Dico la verità: la cosa un po’ mi rattrista, perché ci sono volute “ere geologiche” affinché le major cinematografiche rilasciassero i film su di un supporto che offre veramente la qualità di un 35mm e la cosa non viene apprezzata. Io sarei contento anche se il BD rimanesse di nicchia, ma le cose non funzionano così.

Speriamo che riesca a resistere almeno per lo zoccolo duro degli appassionati, che forse adesso contano un po’ più di una volta. E’ infatti grazie agli appassionati se i DvD hanno raggiunto un livello medio alto. Non so se ricordate i primi dischi che uscivano……se fosse per la massa che concepisce i film come prodotto usa e getta, adesso avremmo ancora dei DvD che si vedono come VHS. Per lo meno il BD è già nato “maturo” dal punto di vista qualitativo.
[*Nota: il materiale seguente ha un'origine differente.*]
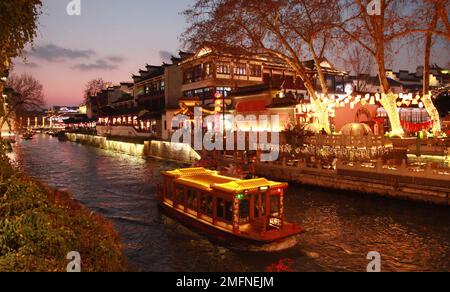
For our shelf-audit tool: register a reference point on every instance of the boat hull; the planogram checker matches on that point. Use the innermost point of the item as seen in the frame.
(228, 239)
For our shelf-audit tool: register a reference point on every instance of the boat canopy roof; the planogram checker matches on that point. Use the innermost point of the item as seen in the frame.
(208, 180)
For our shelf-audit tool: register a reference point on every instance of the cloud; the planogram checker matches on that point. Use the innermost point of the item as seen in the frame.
(115, 59)
(98, 65)
(54, 53)
(30, 65)
(165, 56)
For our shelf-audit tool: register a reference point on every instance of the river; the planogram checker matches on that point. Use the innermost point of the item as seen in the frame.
(342, 228)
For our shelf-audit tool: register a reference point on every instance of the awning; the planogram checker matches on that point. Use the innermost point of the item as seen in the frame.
(251, 106)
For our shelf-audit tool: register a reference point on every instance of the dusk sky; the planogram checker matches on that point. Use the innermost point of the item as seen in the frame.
(111, 39)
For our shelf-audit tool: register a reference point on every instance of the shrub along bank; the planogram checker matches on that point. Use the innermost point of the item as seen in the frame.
(40, 226)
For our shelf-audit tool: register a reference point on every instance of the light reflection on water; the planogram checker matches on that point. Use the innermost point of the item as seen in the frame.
(342, 228)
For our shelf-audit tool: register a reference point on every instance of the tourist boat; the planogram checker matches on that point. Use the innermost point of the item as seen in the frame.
(27, 136)
(245, 214)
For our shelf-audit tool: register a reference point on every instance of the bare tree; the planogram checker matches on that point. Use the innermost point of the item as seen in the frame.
(431, 13)
(360, 63)
(290, 30)
(376, 31)
(27, 96)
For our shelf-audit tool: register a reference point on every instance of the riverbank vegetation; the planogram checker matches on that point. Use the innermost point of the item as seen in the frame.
(40, 226)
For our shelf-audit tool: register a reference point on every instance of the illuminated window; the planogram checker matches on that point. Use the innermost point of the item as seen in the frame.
(192, 200)
(223, 68)
(255, 70)
(206, 205)
(208, 70)
(240, 69)
(224, 210)
(198, 73)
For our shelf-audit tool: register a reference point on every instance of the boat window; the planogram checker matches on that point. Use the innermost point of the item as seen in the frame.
(274, 206)
(224, 210)
(169, 193)
(263, 204)
(180, 195)
(229, 211)
(192, 200)
(256, 205)
(220, 208)
(244, 211)
(206, 205)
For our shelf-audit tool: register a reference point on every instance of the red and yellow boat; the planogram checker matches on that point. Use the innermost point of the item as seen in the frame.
(248, 214)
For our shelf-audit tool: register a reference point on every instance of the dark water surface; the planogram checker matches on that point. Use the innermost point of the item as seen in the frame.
(342, 227)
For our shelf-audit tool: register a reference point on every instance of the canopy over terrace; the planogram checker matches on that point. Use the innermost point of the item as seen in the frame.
(356, 129)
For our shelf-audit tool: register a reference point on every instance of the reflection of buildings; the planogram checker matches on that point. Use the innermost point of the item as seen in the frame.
(9, 126)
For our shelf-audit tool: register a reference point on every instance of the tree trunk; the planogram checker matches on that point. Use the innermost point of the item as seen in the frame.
(320, 106)
(427, 99)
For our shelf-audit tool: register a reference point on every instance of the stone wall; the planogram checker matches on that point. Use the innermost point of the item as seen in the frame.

Io dal canto mio sono contentissimo del BD anche solo per avere due film come Blade runner e 2001: odissea nello spazio….
Comunque sono ancora ottimista.

Andrea
 
la cosa che un po mi dispiace è che spesso, quando si parla di Blu-ray, ci si sofferma ad analizzare solo le differenze in termini di video, dimenticando che anche il comparto audio è stato interessano da un eccellente upgrade - laddove previsto - rispetto al dvd.
 
Giusto,Sabatino,ma questo e' soprattutto dovuto al fatto che le uscite italiane presentano,salvo rare eccezioni,lo stesso audio dei dvd.
 
Che vuoi, S.P.: la "massa" si accontenta di sottomarche, di "Hinno-HIT" etc e on solo per questioni economiche. Quanti non sanno cos'è un SACD, che addirittura non "sentono" la differenza tra un mp3 scaricato e un "vecchio" vinile.
Insomma, siamo "noi" i diversi, gli strani ...
 
GIANGI67 ha detto:
.... le uscite italiane presentano,salvo rare eccezioni,lo stesso audio dei dvd.
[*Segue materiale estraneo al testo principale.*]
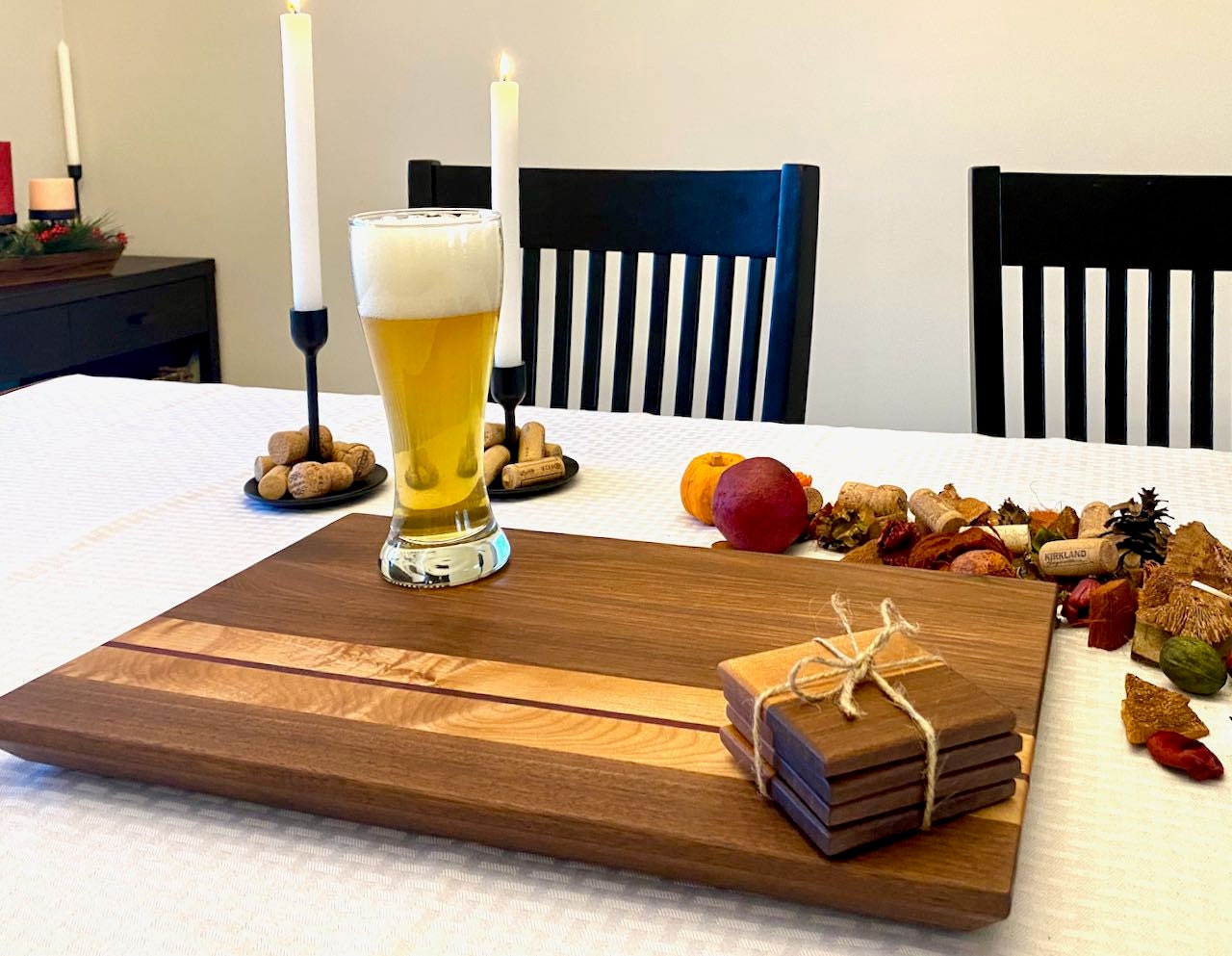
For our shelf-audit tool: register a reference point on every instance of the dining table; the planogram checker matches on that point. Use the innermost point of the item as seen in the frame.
(124, 498)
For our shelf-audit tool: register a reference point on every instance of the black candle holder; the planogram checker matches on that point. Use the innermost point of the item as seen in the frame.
(53, 216)
(509, 391)
(75, 175)
(309, 329)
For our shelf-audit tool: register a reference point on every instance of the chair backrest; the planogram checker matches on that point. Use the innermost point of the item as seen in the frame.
(759, 215)
(1116, 223)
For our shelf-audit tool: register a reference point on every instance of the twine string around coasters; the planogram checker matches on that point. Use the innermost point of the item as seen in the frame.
(857, 668)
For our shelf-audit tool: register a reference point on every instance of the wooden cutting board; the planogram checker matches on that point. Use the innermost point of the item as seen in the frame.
(567, 706)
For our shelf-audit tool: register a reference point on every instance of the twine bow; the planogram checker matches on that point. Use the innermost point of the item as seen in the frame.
(857, 668)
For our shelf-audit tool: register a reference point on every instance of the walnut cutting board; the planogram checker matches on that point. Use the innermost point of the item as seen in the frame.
(568, 706)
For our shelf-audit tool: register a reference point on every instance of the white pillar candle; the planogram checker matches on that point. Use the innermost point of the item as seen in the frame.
(52, 194)
(506, 201)
(300, 119)
(70, 145)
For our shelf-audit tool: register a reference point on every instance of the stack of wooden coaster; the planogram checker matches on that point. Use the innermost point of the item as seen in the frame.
(848, 783)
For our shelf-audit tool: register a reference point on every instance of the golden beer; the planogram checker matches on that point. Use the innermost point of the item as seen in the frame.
(427, 291)
(434, 391)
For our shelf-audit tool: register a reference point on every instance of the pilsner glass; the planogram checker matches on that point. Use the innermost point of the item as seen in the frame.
(427, 291)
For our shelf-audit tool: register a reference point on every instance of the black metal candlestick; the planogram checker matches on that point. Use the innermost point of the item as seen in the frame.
(309, 330)
(75, 175)
(509, 390)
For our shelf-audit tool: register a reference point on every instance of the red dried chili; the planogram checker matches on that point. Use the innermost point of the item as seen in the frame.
(1177, 750)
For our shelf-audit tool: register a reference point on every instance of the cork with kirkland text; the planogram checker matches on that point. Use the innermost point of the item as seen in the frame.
(1078, 558)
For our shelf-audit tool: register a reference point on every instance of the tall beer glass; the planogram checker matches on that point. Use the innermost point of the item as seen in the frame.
(427, 290)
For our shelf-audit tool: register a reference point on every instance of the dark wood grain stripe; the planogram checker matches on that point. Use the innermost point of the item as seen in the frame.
(414, 687)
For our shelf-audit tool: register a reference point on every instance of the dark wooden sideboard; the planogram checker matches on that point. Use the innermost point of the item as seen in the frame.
(150, 312)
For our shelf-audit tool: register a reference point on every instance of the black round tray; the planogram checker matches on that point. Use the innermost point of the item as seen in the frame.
(497, 492)
(374, 479)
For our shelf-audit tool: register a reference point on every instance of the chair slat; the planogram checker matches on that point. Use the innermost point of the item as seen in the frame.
(1157, 356)
(592, 350)
(1076, 352)
(623, 370)
(1116, 359)
(656, 343)
(562, 344)
(1201, 375)
(530, 318)
(690, 318)
(1033, 351)
(987, 333)
(721, 336)
(751, 342)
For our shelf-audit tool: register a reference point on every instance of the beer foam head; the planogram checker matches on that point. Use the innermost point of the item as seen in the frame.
(426, 264)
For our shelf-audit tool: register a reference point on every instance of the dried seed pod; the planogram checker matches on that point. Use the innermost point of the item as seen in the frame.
(287, 448)
(340, 476)
(273, 483)
(360, 457)
(308, 479)
(324, 439)
(494, 458)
E' prorpio questo concetto che , tra gli altri, dovrebbe essere "rimosso" .

Anche in semplice AC3 o DTS, l'audio di un blu-ray, avrà tecnicamente comunque una qualità superiore, poichè la pratica peggiore a mio avviso, sull'audio dei dischi pal "filmici", è l'accelerazione del 4% che , anche se effettuata con strumenti , - software ed hardware - di livello professionale, porterà sempre ad un degrado ben peggiore di qualsiasi compressione!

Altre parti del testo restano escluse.